Zaira stepped forward and dipped her head as a blush rose up her neck. "I, ah, saw a letter in your drawer and-- being the snoop that I am-- I read it and learned about you and Trowa. That boy really loves you."

It was Quatre's turn feel abashed. "That was my personal stuff."

"I know, but I could tell you were both unhappy about something and I saw him leave before the wedding, so I went to find out if there was anything I could do to help, and you weren't in your room and so I did some snooping and... Sorry."

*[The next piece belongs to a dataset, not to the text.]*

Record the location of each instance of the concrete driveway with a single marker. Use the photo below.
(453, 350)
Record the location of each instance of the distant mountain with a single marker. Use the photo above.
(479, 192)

"This is wasting time!" Qadira reminded them.

"I'm not finished saying what I have to say!" Zaira said. "See, I know from experience that it's very difficult to find a person who loves you that much these days-- boy or girl. You shouldn't let him go, Quatre! What saddens me is that you didn't tell me anything. How could you have thought that I wouldn't understand? I'm your little sis, silly boy! You always confided in me!"

Zaira's eyes shone with motherly love as she shook off Qadira's restraining arm. "Dear, Quatre, how could you think I don't care about your feelings? Is there anything more important to me than your happiness? And you thought that your joy would kill her?" she said gesturing to their eldest sister fuming nearby.

Quatre hugged his youngest sister and for the first time he smiled. It felt so nice to be accepted by some of his family. Lina begged for her turn then jumped into his arms and squeezed. He no longer had to hide his identity and live as a convict, maybe.

"Go and be with Trowa!" she whispered in his ear.

"I will, sister-mine, and but I have to go somewhere else first."